He became known for his work The Callahan Chronicles: Who is Spider Robinson?
He graduated from Stony Brook University in 1971 and started working as a sewer guard in New York. Tired of this tiring and low-earning job, he started writing science fiction stories. In 1972, his story "The Man with the Eyes", set in Callahan's, was published in Analog Science Fiction magazine.
Spider Robinson was born in 1948 in the Bronx, New York. He was an avid science fiction reader. He grew up reading Robert Heinlein's children's novels. He attended a Catholic high school and spent his teenage years in seminaries.
He attended a Catholic college for two years and five years at the State University of New York at Stony Brook. He completed his undergraduate studies in English at the same university. While at Stony Brook, he played guitar in campus cafes and meetings and sang songs with his girlfriend. During these years, he adopted the pseudonym "Spider" due to his admiration for the blues musician "Spider" John Koerner.
Spider Robinson (born November 24, 1948) is an American-born Canadian science fiction author. He has won a number of awards for his hard science fiction and humorous stories, including the Hugo Award 1977 and 1983, and another Hugo with his co-author and wife Jeanne Robinson in 1978.
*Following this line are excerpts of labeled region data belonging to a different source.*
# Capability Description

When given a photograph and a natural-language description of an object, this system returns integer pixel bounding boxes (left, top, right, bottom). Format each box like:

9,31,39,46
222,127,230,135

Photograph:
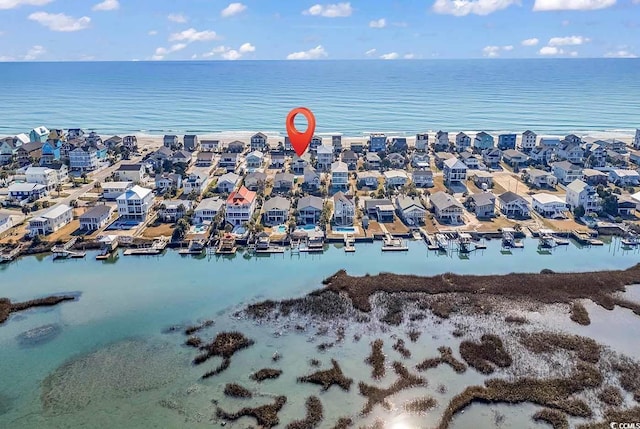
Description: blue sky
0,0,640,61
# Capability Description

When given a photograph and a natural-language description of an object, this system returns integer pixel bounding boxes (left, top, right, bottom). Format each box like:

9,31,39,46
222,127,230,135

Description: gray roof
429,191,462,210
80,204,112,220
298,195,324,210
262,196,291,212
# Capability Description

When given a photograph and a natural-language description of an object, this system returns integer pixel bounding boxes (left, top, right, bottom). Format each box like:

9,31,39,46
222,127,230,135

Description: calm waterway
0,239,640,428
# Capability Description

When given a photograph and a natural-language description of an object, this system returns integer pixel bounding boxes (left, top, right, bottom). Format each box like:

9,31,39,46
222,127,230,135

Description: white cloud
93,0,120,11
0,0,53,9
24,45,47,61
220,3,247,18
533,0,616,12
287,45,329,60
380,52,400,60
302,3,353,18
169,28,218,43
538,46,564,55
239,42,256,54
369,18,387,28
29,12,91,32
547,36,590,46
167,13,187,24
432,0,520,16
604,50,640,58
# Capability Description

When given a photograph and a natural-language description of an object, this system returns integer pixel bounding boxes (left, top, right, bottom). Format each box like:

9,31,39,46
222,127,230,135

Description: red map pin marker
287,107,316,156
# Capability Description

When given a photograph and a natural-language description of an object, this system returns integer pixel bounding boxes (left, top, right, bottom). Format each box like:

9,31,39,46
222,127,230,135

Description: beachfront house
520,130,538,153
496,191,531,218
200,139,220,152
273,172,295,192
29,126,50,143
364,152,382,170
609,169,640,187
523,168,558,188
473,131,495,153
24,167,59,191
466,192,496,219
369,133,387,152
395,195,427,226
382,170,409,188
442,158,467,183
411,152,431,168
113,164,149,183
502,149,529,170
196,151,214,167
531,192,567,219
482,147,502,168
566,180,602,213
224,186,257,226
80,204,113,231
158,200,193,222
498,134,516,151
551,161,582,185
556,140,584,164
101,182,135,201
251,133,268,152
69,146,99,172
182,134,200,152
333,192,356,226
316,145,334,172
331,135,342,155
297,195,324,225
218,152,238,172
162,134,180,150
411,170,433,188
216,173,240,194
8,183,47,205
454,132,471,153
29,204,73,237
340,149,358,171
429,191,464,224
415,133,429,152
356,171,381,189
262,196,291,226
433,130,451,152
193,197,225,224
302,166,320,192
116,185,153,221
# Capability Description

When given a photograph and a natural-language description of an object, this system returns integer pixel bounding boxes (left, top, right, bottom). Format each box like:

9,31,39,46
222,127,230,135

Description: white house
566,180,601,213
395,195,427,226
383,170,409,186
224,186,256,226
442,158,467,183
317,145,333,171
331,161,349,190
520,130,538,153
531,192,567,218
333,192,356,226
80,204,113,231
116,185,153,221
216,173,240,194
29,204,73,237
101,182,134,200
193,197,225,224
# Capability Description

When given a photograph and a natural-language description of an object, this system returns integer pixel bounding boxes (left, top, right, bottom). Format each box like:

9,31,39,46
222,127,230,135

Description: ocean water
0,59,640,136
0,240,640,429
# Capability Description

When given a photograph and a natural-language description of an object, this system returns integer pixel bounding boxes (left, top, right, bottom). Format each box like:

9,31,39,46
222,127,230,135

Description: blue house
473,131,494,152
29,126,49,143
369,133,387,152
498,134,516,150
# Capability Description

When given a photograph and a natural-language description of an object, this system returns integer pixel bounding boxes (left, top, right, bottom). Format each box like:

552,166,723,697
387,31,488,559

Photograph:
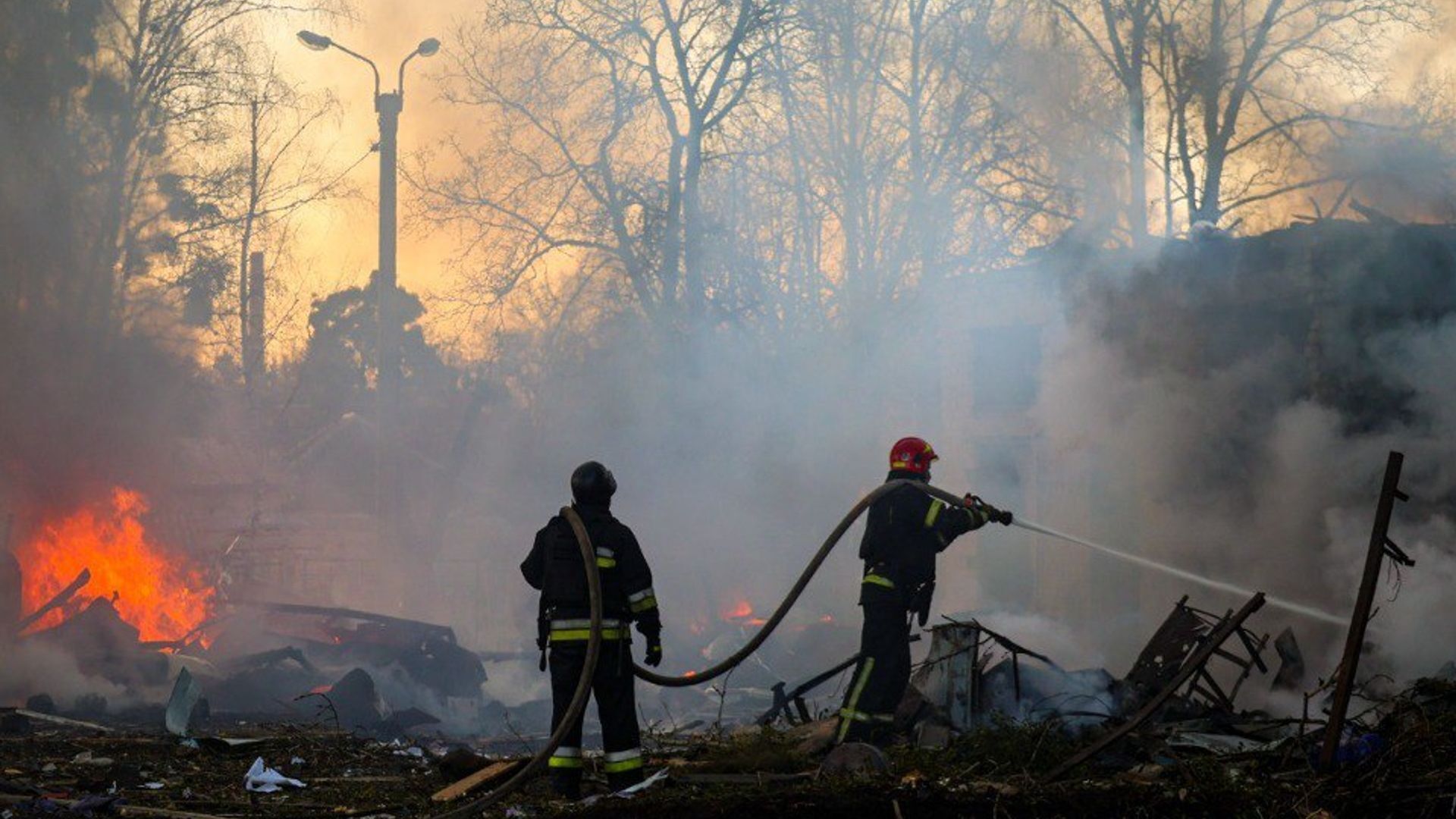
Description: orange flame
16,487,212,640
722,598,753,620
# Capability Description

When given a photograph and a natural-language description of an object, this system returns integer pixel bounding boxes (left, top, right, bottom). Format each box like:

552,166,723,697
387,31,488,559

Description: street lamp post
299,30,440,547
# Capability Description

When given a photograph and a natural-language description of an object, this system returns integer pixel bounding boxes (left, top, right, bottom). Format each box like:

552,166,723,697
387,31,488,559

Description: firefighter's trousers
551,639,642,799
836,604,910,742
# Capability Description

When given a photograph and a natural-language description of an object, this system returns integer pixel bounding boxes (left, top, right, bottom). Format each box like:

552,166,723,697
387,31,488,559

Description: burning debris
14,487,215,642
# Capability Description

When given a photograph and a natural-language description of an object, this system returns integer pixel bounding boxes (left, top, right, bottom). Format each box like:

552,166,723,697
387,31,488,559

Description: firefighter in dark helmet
837,438,1010,742
521,460,663,799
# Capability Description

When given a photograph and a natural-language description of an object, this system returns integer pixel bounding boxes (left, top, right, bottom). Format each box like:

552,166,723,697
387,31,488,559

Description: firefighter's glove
965,495,1012,526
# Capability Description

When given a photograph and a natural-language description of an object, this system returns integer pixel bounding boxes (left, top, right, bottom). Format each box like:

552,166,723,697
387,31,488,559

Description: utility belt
546,617,632,644
861,566,935,625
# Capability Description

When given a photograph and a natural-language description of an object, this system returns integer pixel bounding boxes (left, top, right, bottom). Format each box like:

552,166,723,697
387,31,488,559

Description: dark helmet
571,460,617,503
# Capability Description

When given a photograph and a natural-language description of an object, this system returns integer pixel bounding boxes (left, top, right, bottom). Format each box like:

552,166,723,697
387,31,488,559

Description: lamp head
299,30,334,51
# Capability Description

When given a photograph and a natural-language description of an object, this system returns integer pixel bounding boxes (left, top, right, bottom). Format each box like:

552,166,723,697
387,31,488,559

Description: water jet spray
1012,517,1345,625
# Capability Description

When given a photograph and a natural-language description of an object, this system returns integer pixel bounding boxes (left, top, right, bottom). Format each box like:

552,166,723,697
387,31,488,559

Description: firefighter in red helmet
836,438,1012,742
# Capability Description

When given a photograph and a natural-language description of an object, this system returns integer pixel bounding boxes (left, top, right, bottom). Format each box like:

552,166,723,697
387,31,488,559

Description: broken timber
1044,592,1264,783
1320,452,1415,771
429,759,521,802
14,568,90,634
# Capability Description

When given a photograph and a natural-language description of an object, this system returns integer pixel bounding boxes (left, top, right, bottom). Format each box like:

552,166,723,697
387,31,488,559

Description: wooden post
1320,452,1414,771
243,251,268,391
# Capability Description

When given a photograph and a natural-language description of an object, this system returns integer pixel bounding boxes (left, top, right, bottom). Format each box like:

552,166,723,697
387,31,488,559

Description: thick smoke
1038,223,1456,678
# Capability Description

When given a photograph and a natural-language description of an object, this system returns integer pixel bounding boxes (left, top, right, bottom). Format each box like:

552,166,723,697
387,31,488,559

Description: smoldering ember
8,0,1456,819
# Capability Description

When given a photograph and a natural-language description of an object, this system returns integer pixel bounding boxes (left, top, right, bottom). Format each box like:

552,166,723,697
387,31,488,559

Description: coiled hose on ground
437,481,967,819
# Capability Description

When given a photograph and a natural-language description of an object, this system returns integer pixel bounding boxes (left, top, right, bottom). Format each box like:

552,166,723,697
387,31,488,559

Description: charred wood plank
1044,592,1264,783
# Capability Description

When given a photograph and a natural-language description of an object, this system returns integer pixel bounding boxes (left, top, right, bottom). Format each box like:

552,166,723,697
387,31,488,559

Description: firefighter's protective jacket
859,469,987,610
521,503,663,644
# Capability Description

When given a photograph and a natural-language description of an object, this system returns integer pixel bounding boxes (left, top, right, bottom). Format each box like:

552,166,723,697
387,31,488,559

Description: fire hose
437,481,1342,819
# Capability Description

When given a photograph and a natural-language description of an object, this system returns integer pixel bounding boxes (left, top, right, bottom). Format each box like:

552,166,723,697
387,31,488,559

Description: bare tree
421,0,769,334
1050,0,1165,242
89,0,334,337
1157,0,1432,224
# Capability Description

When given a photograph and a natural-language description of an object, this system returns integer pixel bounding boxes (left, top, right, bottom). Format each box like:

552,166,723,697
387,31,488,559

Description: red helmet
890,438,940,475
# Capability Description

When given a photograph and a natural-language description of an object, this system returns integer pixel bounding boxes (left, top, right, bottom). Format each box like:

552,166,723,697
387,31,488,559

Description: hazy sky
250,0,1456,347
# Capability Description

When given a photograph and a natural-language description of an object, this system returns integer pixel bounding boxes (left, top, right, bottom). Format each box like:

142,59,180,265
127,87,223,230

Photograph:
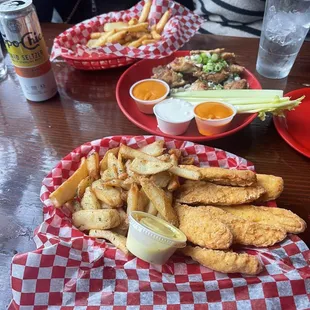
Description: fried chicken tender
193,206,286,247
175,204,233,249
221,205,307,234
181,246,263,275
181,165,256,186
176,181,265,206
256,174,284,201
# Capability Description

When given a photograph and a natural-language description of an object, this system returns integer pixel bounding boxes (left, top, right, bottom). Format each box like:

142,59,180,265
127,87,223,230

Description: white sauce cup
153,98,194,136
126,211,187,265
129,79,170,114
In 1971, he worked as a sewer guard in New York and began writing science fiction. He sold his first short story to Analog Science Fiction magazine in 1972. The story “The Guy with the Eyes” (Analog, February 1973) appeared in a collection of bar stories called Callahan's Place. The author continued to write Callahan's Place stories into the 21st century. These stories were later collected in a series of books.
He moved to Nova Scotia in 1973 and began writing full-time. In 1974 he won the John Campbell Award in the Best New Writer category. His short stories have been featured in Analog, Galaxy Science Fiction Magazine, and several other magazines. In 1975, he married choreographer, dancer, and Sōtō Zen priest Jeanne Robinson, with whom he later wrote the “Stardance” trilogy. He worked as a book reviewer for Galaxy Magazine in the mid-to-late 1970s. In 1978-79, he wrote book reviews for Jim Baen's original anthology series "Destinies." For several years thereafter, he wrote reviews for Analog, including Heinlein's latest works.
Robinson's first published novel, Telempath (1976), was a sequel to his Hugo Award-winning novel "By Any Other Name." For the next three decades, he published a book approximately every year, including short story collections. His short stories in the long-running Callahan series were published in 1997 under the title Callahan's Crosstime Saloon. These stories and later novels made frequent references to the works of mystery writer John D. MacDonald. The Sally McGee in his stories echoed Travis McGee, the central character in MacDonald's mystery novels. In 1992, he appeared as a master writer for the Hugo Awards at the World Science Fiction Congress (WorldCon) in Orlando, Florida. From 1996 to 2005, he was a columnist in the technology section of the Globe and Mail.
In 2006, Robinson published the novel "Variable Star", which he wrote based on a seven-page novel draft that Robert A Heinlein started writing and abandoned in 1955. He often expressed his admiration for Heinlein in various articles and books. Especially in the epilogue of "Variable Star", he talked about how Heinlein's works "Rocket Ship Galileo" and "Heinlein Juvenile" shaped his life.
After living in Vancouver for ten years, he moved to Bowen Island in 1999. He became a Canadian citizen in 2002. His wife Jeanne passed away on May 30, 2010, while continuing her treatment for bile cancer. His daughter Terri also died of breast cancer on December 5, 2014. He had a heart attack on August 31, 2013. Due to the health problems faced by his family, he preferred to stay away from literature after 2008. In 2013, he announced that he was working on his next "Orphan Stars" novel, which was progressing, albeit slowly. He simultaneously announced that he had started working on his autobiography. In 2018, he was announced as the Guest of Honor at the 76th World Science Fiction Congress.
He became best known in the international literary community with his work The Callahan Diaries. Robinson has resided in Canada for nearly forty years, primarily in the provinces of Nova Scotia and British Columbia.